In some cases (e.g. Fig. 8(b)), the target is quickly reached but the immunization rate, on the long run, does not converge and continues to grow, although coverage and reproduction rate are both convergent. The reason is a cumulative effect of “noise” due to some isolated entities which continue to view an under-populated network and continue to reproduce themselves. The number is very low (less than 0.5%) but the effect is accumulated during the execution. Moreover, the effect on the plot of Fig. 8(b) is furtherly emphasized by the log scale in the “Steps” axis, where a lot of steps are represented in the last part of the axis. On the other hand, we have to note that, since this behaviour is observed after the convergence threshold, it could not be consider an inefficiency at all. Future studies and possible strategies to address this problem are depicted in the next section.
A comprehensive macro-analysis on the immunization rate has been made for all the tested networks and it is shown in Table 2. For each network the minimum, the maximum and the mean relative errors among the four relative errors computed for each different target (5%, 10%, 15% and 30%) have been reported respectively in the e_min, e_max and e_avg columns. Moreover, for each network, the minimum, the maximum and the mean ratio between the reached immunization rate and the immunization target among the four ratio computed for each different target (5%, 10%, 15% and 30%) have been reported respectively in the r_min, r_max and r_avg columns. These values are computed considering a snapshot of the program execution at the time-step when reproduction is practically stopped according to the threshold
The results of the macroanalysis on the relative imm_rate error confirm more generally the detailed results shown in Fig. 8. It can be noted that the minimal relative errors are obtained, with the Gnutella, NET9 and Wiki-vote networks, while the Enron and Facebook networks show a much lower precision.
Results for convergence of reproduction and coverage rate appear to be sound and to scale over different domains and immunization rate. Further experiments with immunization targets will be necessary to understand which network features (e.g. Table 1) affect the precision to reach the immunization target for certain domains in order to incorporate these factors in the distributed estimate (4).
Conclusions and future work
A Self Regulating Autonomy Oriented (SR-AOC) immunization algorithm has been presented in this work. The entities self regulate their population while exploring the graph and maximizing the immunization rate. Distributed immunization strategies, previously proposed in the literature, rely on knowing the total number of network nodes for obtaining a target immunization rate, since they initially deploy on the network a fixed static number of entities. Differently from those proposals, our method allows to immunize networks of unknown size.
Experiments on widely accepted datasets show that, when the entities population stabilizes, the coverage rate converges to the optimum. Tests on different networks confirm the scalability of the Self Regulating approach regardless of the type and the size of the network.

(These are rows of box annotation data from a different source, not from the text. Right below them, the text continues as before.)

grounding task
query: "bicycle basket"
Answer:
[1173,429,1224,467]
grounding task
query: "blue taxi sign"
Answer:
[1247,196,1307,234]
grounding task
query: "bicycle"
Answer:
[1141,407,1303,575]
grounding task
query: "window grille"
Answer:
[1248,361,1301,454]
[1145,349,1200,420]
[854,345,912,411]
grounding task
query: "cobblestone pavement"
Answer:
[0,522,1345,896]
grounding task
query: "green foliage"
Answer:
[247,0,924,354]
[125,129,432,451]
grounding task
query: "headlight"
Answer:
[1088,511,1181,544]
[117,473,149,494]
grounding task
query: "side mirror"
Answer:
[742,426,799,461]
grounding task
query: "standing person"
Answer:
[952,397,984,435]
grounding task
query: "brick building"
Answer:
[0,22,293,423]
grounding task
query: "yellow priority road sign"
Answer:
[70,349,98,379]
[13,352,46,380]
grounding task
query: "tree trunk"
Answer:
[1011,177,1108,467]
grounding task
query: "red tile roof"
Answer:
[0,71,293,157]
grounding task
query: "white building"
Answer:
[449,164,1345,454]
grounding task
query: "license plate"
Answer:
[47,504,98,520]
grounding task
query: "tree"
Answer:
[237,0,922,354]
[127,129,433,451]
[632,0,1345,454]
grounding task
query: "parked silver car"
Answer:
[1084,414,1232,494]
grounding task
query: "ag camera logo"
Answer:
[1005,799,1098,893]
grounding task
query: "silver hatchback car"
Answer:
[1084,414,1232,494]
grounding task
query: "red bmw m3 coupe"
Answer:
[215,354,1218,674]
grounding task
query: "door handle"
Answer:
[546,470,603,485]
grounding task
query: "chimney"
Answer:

Further work is needed to improve the precision of the method with respect the reachability of the immunization target. Ongoing work is investigating tuning methods for the reproduction phase in order to avoid the sharp gap observed on the population growth among two consecutive steps of the algorithm. In some cases even a single reproductive step of a large number of entities can negatively affect the precision by largely exceeding the target. A smoother growth of the population could be obtained by randomizing the reproduction phase which is currently deterministically activated by a strict threshold. In order to improve the convergence to zero of the reproduction rate, it will be also worth considering the introduction of entity elimination action. This is to avoid the phenomenon of continuous, although slow, population growth because of the reproduction of few entities.